Building Machine Learning Pipelines
DevFest Melbourne 2019
A machine learning project usually includes many moving parts, such as data processing, model training, model inference and model deployment. Because of the iterative and exploratory nature of developing a machine learning project, using a pipeline can make development faster and more effective.
Similar to the ETL process for data, machine learning projects can also have a development pipeline that pre-defines high-level building blocks. These building blocks work to establish a clear structure for the machine learning workflows. Through using pipelines, a large amount of the machine learning workflow can be automated, improvements to the models performance can be tracked and collaboration between engineers is simplified.
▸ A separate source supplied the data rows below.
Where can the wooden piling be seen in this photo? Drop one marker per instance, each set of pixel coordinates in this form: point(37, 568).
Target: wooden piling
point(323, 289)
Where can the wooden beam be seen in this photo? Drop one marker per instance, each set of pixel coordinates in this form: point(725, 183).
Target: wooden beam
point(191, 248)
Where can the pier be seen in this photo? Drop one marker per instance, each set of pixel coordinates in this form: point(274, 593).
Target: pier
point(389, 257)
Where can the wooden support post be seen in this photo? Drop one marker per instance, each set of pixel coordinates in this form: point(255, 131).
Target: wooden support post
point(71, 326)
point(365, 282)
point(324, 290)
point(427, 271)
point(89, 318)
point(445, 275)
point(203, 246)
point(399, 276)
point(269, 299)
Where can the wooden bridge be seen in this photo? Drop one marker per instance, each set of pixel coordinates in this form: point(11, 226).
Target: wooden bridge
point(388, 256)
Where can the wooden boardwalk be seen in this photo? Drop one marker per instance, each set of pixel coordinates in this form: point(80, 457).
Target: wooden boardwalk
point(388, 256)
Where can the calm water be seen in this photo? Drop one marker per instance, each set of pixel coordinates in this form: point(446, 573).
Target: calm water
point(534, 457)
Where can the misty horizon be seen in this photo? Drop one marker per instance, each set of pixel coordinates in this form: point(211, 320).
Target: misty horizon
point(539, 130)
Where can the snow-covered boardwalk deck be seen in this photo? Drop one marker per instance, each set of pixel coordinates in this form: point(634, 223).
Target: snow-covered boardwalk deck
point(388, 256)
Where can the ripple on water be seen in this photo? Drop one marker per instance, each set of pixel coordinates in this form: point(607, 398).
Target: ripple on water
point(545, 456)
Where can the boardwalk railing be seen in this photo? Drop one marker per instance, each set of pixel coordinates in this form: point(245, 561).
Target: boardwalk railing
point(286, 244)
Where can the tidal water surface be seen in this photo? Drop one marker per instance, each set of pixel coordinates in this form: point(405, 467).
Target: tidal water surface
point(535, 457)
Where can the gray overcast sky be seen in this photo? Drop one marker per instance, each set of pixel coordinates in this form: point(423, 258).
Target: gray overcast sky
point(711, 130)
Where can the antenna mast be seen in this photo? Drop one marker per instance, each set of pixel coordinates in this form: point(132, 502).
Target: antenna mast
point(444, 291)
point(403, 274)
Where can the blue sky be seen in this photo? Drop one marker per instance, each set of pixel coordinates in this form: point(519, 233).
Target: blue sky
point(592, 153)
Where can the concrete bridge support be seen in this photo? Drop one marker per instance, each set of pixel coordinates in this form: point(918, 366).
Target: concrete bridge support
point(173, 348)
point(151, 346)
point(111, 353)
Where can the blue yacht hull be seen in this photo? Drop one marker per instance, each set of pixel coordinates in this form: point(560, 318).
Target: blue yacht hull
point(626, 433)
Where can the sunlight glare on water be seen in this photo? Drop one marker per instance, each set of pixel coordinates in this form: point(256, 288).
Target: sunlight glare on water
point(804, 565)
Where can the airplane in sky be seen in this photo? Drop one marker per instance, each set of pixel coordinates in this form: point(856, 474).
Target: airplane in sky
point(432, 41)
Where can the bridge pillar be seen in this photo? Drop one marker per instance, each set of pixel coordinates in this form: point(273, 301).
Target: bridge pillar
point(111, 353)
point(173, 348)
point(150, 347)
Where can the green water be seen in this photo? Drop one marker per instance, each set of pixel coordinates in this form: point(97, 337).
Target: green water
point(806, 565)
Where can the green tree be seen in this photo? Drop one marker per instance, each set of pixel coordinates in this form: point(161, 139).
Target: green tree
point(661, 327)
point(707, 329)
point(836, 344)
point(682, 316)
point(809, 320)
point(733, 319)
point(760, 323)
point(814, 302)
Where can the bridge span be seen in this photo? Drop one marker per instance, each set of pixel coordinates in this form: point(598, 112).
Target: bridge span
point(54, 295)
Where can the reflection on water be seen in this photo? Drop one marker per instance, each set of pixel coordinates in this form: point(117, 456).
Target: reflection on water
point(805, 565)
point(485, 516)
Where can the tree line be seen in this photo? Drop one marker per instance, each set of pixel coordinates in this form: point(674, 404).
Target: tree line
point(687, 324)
This talk will discuss some high-level building blocks in pipelines for ML projects: the concepts of DAG (Directed Acyclic Graph) and how it relates to machine learning pipelines; experience of building ML pipelines for our current project, with light-weight framework like `consecution` in Python and comprehensive framework like `Tensorflow Extended` with `Airflow`.
Machine Learning Engineer
Xin is a machine learning engineer at Eliiza, who has considerable experience in both software engineering and machine learning. She has worked with technologies such as deep learning, computer vision, natural language processing, signal processing, web and product development. With her great passion for Artificial Intelligence, she is focusing on using her engineering skills to develop, build, productionise and scale machine learning solutions.